Die Laternen waren auf der Straße angezündet und liefen in langer Reihe die Straße hinunter, aus Fenstern und Türen der Läden kam Helligkeit, die Menschen fluteten, strömten. Eine Dirne rührte ihn am Arm, mit schlaffen Gesichtszügen, in zerzauster Kleidung; zerstreut blickte er auf, sah ihr ins Gesicht, sie legte ihren Arm in seinen, ging mit ihm weiter. »Nur ein paar Schritte,« sagte sie. Er sah sie an, sie machte eine befremdete Miene, dann lachte sie kurz auf.

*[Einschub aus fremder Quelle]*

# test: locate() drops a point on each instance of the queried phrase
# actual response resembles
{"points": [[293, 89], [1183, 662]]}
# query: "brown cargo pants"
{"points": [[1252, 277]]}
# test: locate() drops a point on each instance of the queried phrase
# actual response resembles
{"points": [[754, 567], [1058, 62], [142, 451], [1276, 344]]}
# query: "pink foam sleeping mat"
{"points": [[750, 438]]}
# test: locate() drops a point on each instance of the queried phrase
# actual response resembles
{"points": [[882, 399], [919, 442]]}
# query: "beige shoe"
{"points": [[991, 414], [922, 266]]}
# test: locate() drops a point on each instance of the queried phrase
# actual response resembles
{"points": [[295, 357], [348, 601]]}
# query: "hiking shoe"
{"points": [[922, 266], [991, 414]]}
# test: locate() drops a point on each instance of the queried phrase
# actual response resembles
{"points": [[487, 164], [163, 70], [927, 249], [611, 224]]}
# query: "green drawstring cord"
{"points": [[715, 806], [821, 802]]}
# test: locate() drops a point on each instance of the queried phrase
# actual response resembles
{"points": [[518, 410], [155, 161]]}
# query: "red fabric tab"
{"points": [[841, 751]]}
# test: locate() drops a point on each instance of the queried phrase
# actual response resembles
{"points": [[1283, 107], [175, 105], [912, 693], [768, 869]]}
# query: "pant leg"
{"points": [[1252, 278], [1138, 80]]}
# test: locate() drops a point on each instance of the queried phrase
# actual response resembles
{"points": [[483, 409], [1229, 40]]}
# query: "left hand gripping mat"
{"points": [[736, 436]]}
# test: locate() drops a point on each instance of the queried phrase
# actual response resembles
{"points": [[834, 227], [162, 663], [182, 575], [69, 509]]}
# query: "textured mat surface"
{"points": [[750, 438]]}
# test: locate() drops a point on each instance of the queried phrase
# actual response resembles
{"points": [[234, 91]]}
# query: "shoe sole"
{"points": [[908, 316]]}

Wie ging sie denn neben ihm, lag ihr Arm in seinem, wie wehte die Feder auf ihrem Hut! Er stieg mit ihr eine Treppe hoch, sie schloß eine Flurtür auf, sie traten in ein Zimmer, Licht wurde angezündet, er setzte sich in einen Stuhl – Da war der runde Tisch vor dem Sofa, über den eine weiße glänzende Decke gebreitet war mit scharfen Kniffen. Lag da nicht in der Ecke zusammengekrümmt der Hund, welcher den Kopf hob, nach ihm sah, mit dem Schwanz auf die Diele klopfte? Am Fenster saß die Mutter mit dem weißen Häubchen auf dem Kopf, nickte zu ihm hin. Das war die Luft der Stube, die reine, ruhige Luft. Nun hatte sie den Hut abgelegt, den Mantel, saß ihm gegenüber und sprach.

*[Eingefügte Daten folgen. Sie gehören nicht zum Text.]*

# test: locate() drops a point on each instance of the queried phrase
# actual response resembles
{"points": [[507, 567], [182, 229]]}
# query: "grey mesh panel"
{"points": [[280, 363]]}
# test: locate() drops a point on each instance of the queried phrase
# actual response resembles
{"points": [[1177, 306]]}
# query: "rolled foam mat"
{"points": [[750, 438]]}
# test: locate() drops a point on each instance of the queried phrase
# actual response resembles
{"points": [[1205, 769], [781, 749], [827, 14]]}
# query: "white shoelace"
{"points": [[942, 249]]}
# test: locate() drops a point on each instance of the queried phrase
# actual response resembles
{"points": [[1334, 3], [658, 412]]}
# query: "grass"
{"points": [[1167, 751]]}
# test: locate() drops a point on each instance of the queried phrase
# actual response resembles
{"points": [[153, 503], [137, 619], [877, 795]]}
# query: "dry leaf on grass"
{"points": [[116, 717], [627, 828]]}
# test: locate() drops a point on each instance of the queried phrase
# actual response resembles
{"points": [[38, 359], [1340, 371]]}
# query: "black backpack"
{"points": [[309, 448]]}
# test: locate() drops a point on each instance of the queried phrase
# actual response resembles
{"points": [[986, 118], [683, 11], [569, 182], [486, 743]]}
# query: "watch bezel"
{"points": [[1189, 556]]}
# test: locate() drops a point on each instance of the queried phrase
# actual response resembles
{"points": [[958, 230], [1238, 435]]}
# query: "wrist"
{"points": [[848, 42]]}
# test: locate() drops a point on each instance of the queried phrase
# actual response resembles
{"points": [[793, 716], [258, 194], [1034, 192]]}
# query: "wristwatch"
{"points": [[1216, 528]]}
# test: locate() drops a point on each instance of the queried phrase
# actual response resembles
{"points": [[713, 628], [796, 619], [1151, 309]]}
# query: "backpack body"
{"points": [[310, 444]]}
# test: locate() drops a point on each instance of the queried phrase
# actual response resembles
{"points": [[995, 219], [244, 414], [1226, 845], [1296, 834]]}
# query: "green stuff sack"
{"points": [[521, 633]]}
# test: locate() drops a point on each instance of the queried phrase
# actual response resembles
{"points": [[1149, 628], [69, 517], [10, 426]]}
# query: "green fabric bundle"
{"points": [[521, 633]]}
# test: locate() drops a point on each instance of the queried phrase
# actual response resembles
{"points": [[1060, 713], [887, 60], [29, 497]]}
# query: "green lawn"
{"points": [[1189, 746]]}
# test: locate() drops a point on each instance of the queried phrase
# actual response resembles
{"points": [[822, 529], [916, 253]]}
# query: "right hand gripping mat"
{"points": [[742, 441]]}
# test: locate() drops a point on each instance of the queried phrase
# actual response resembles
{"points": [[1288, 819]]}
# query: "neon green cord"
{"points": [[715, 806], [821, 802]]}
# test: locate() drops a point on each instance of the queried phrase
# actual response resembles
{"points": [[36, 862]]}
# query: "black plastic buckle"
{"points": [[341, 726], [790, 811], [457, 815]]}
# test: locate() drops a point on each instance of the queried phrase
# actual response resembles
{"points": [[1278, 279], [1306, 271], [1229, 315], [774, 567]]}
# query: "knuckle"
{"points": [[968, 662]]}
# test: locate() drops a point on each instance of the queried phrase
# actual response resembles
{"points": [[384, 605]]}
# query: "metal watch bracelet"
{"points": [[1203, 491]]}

Sie sprach: »Weshalb bist du denn fortgegangen? Weshalb hast du denn geweint? Ich habe lange gesucht, ehe ich dich fand.« Da sah er, daß ihr Gesicht naß war von Tränen. »Du hast geweint um mich?« rief er. »Ach, ein Mensch hat geweint um mich.« Nun stürzten ihm aus den Augen die Tränen.

Leise berührte sie seine Hand. »Was wollen wir denn?« sagte sie. »Wir wollen hier zusammensitzen in unserem Stübchen, eine halbe Stunde lang oder eine Stunde lang, denn wir sind ja nicht mehr allein. Wir wollen uns erzählen, vom Wein, der in der Nacht geschossen ist, oder von den Feldern draußen, ob die Ernte gut sein wird, aber wenn du willst, so wollen wir schweigen. Und wenn du eine halbe Stunde oder eine Stunde hier gewesen bist bei mir und der Mutter, dann magst du gehen, du magst gehen, wohin du mußt.«

Da erhob er sich ungestüm, der Stuhl fiel hinter ihm um. Vor ihm stand eine Dirne, die Arme in die Hüften gestemmt, und sah ihm ins Gesicht. Er schrie auf, stürzte aus dem Zimmer, die Treppe hinunter, auf die Straße, wo in zwei Reihen die Laternen liefen, die Helligkeit kam aus den Läden, und die Menschen fluteten und strömten.